The feeds come in through explicit arrangement where possible, or when not, from simply what’s publicly available. No deal is exclusive, but Dabble brokered a big chunk of them before launching in July. (You can see initial coverage of the company on GigaOM in February.)
Many of the sites we write about — whether it’s finding fresh video, adding labels to video, or setting up video screening rooms — only service a select group of video aggregators, say YouTube, Google Video, and Metacafe. Bringing together all this content in all its diverse formats, as Dabble does, is a useful service.
Even among video search sites, Dabble’s claims of superior indexing seem well-founded. Sorting for YouTube videos on blinkx, for example, brings up 26,000 results. On Pixsy, there appear to be about 1,000 YouTube videos. Dabble, on the other hand, claims to have about 4 million, finding tens of thousands of fresh clips added to YouTube each day.

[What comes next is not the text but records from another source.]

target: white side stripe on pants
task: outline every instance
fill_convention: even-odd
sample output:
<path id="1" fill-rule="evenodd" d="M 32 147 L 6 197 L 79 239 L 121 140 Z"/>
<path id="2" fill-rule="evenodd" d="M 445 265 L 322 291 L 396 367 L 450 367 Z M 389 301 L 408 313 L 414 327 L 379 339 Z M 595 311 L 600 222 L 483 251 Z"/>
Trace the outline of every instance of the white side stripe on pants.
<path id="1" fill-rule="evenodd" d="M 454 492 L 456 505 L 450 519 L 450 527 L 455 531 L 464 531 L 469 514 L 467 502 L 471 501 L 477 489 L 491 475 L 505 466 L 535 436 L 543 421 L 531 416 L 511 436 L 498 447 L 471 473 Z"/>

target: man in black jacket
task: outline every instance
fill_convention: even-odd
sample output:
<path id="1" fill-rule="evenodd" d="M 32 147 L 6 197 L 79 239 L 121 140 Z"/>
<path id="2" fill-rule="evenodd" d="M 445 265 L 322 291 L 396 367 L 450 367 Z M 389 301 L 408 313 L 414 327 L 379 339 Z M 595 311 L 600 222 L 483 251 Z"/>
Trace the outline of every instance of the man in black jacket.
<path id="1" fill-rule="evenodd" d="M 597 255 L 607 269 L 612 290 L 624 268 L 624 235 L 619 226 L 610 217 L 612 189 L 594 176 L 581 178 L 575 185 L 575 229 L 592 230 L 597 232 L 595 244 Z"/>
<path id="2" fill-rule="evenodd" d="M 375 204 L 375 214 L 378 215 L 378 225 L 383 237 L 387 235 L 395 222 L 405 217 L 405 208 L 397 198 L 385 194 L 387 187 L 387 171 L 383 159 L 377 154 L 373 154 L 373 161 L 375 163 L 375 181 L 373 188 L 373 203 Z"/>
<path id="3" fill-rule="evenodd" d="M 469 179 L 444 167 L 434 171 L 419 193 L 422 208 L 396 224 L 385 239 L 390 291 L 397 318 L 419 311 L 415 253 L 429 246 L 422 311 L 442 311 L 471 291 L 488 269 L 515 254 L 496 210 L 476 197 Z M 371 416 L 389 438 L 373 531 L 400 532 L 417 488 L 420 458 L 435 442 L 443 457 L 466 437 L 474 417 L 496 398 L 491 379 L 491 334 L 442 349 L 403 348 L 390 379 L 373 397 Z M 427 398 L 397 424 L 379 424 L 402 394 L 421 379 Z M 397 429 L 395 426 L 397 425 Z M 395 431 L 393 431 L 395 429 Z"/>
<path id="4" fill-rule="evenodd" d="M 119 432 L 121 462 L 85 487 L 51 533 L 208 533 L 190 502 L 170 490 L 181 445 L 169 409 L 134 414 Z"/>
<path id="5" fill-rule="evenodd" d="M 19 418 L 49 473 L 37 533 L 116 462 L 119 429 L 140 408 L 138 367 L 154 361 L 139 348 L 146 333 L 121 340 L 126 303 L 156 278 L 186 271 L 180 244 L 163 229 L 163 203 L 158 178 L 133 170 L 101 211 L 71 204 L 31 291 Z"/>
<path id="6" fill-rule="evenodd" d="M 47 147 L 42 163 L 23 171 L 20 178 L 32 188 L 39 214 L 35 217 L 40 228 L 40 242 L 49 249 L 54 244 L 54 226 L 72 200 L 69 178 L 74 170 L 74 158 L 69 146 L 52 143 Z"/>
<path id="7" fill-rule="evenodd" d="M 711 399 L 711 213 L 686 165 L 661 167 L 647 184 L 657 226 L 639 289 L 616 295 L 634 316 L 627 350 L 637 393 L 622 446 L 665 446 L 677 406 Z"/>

The proportion of YouTube to other video is pretty sizeable — Hodder thinks it’s 35 percent overall, but it’s even more accentuated in the Dabble index. Video search is an interesting space for startups and we like seeing all the distinct approaches — between metadata, speech recognition, fingerprinting, and social cues. But there will be very little need for Dabble and its ilk if the vast majority of video on the web can be found on a single site.